Paga-se um preço por criar e paga-se outro por imitar (artigo de Gerald Thomas)
Da Arte de Chutar (comentários de Lúcio Jr)
Publicado na Folha de São Paulo, 17 de abril de 2010. A partir de livro da professora e pesquisadora Sílvia Fernandes, diretor Gerald Thomas analisa o teatro contemporâneo e aponta a falta de originalidade deste.
GERALD THOMAS
ESPECIAL PARA A FOLHA
Gerald: Existe um momento quando o teu passado te bate na cara, atropela seus rins e fígados e te deixa em estado de êxtase e dor.
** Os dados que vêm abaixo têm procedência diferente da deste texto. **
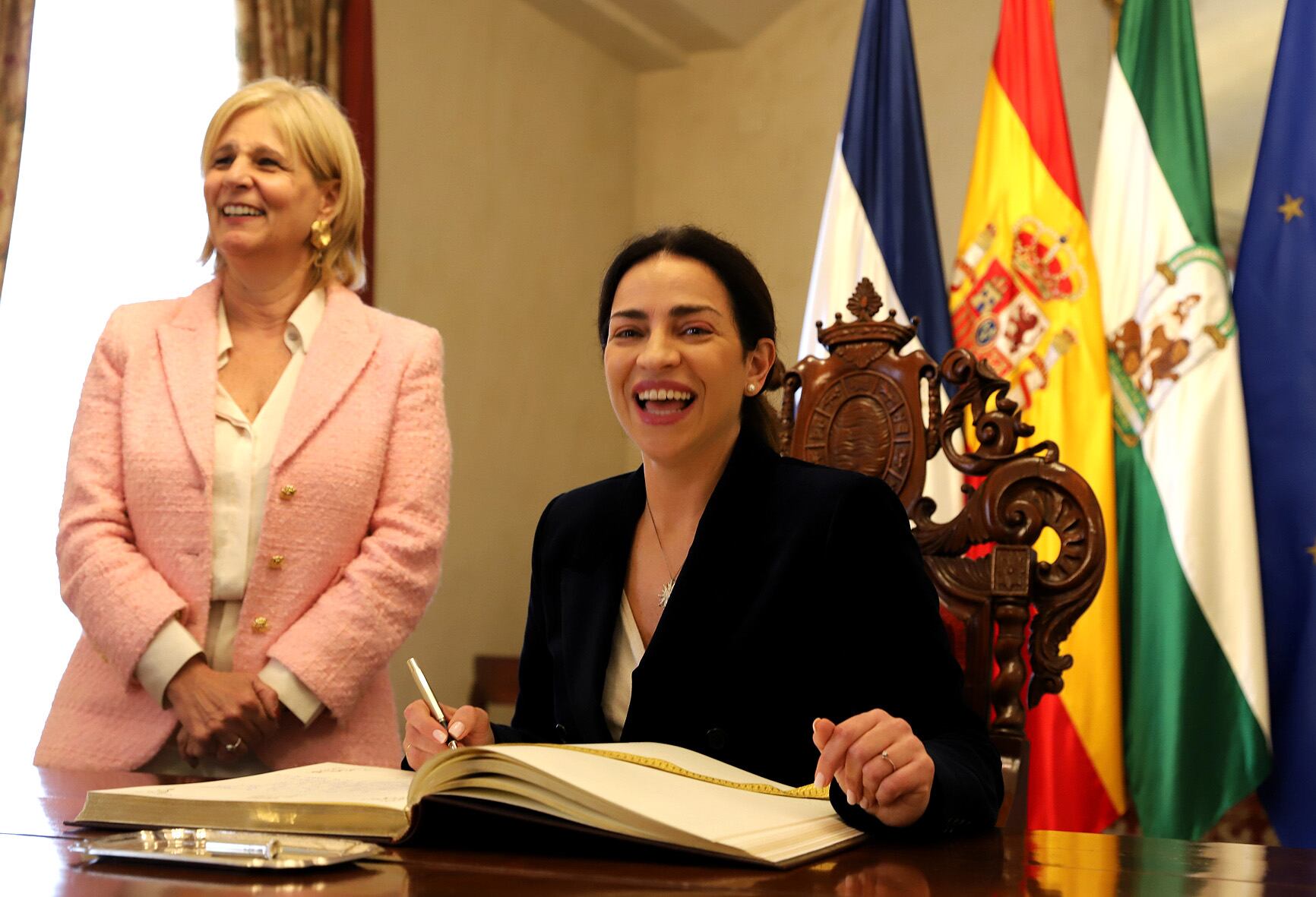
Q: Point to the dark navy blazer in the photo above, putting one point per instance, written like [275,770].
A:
[803,596]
Eu estava aqui em Londres, quando me chega o livro de Sílvia Fernandes, “Teatralidades Contemporâneas”. Trata-se de uma obra densa e compreende muita informação sobre a atualidade (ou não atualidade) do teatro mundial e explora as variantes sobre a vida no palco dessas últimas três décadas. Esse livro foi escrito ao longo de dez anos.A introdução do livro me menciona de forma incrivelmente simpática. Sempre me senti um ponto de entrada, mas entendo que agora eu seja um ponto de partida. É a vida!
Lúcio: Achei que o livro era sobre o teatro brasileiro nas últimas décadas. Pois é, o teatro brasileiro e mundial contemporâneo é atual (ou não!)
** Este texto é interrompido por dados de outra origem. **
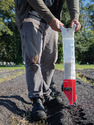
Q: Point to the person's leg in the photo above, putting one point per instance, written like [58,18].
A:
[48,59]
[31,36]
[49,55]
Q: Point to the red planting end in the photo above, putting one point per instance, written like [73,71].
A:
[69,88]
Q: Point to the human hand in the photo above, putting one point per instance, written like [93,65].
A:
[55,24]
[77,23]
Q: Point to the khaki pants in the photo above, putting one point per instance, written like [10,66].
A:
[39,49]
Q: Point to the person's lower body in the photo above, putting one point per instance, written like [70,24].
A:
[39,49]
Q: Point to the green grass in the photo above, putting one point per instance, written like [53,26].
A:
[12,67]
[81,67]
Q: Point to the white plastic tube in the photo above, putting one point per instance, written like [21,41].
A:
[69,52]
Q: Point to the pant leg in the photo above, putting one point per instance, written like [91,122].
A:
[31,35]
[49,55]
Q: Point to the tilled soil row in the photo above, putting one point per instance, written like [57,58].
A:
[15,107]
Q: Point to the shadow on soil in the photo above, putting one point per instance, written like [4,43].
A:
[56,114]
[7,102]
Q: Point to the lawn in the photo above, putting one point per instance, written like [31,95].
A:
[81,67]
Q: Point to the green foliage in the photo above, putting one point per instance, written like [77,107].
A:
[10,46]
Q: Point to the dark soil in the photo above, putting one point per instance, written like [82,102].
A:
[15,107]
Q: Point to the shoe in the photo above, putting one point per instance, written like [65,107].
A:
[38,111]
[50,101]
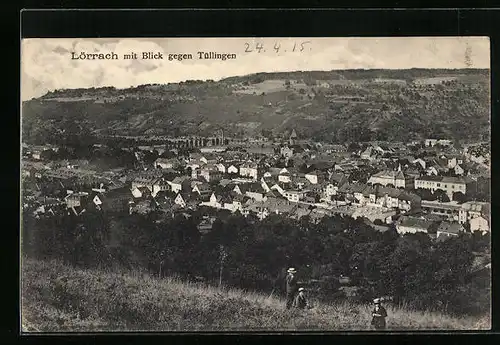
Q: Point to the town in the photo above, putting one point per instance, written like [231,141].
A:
[435,186]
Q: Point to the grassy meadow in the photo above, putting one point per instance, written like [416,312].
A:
[58,298]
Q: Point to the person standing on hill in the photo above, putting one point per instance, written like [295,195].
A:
[291,287]
[301,300]
[378,315]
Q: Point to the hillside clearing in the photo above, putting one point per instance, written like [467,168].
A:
[56,298]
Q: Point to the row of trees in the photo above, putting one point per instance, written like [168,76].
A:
[251,254]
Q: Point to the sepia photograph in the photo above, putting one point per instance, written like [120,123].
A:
[255,184]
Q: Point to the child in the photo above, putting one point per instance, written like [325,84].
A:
[300,300]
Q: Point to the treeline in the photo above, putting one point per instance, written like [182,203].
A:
[251,254]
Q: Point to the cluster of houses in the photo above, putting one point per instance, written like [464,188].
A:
[319,183]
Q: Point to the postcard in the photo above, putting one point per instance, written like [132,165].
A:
[255,184]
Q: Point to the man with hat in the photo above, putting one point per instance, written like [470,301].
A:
[291,287]
[300,300]
[378,315]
Gerald: Mas a Sílvia não comete o engano que tantos acadêmicos cometem quando “classificam” uma arte qualquer ou fazem uma “melange” de todas as artes. Sílvia Fernandes toma partido. É uma crítica durona e isso é maravilhoso. Somos muitos nesse livro, ou melhor, somos “todos”. Mas somos, apesar de seres originais, personagens também.
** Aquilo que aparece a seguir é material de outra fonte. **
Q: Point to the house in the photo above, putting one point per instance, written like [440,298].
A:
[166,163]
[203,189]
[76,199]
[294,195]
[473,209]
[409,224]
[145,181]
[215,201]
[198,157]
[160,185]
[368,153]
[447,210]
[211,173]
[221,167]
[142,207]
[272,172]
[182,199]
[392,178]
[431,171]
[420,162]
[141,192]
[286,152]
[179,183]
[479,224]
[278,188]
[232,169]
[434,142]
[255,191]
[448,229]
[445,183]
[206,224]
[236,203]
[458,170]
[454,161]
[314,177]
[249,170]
Lúcio:Mas todo acadêmico faz, de uma forma ou outra, classificações. Se um acadêmico for pretensioso ao ponto de querer fazer mistura (mélange) de todas as artes para fazer um artigo, vai se dar mal, porque a tônica da academia é a especialização. Quem costuma ter essa pretensão de ser artista em todas as artes são alguns artistas. Segundo Thomas, os criadores dos anos 90 são, então, seres originais, além de personagens da Sílvia Fernandes. Se somos seres originais, algo de original se aproveita em nossa arte (ou não!)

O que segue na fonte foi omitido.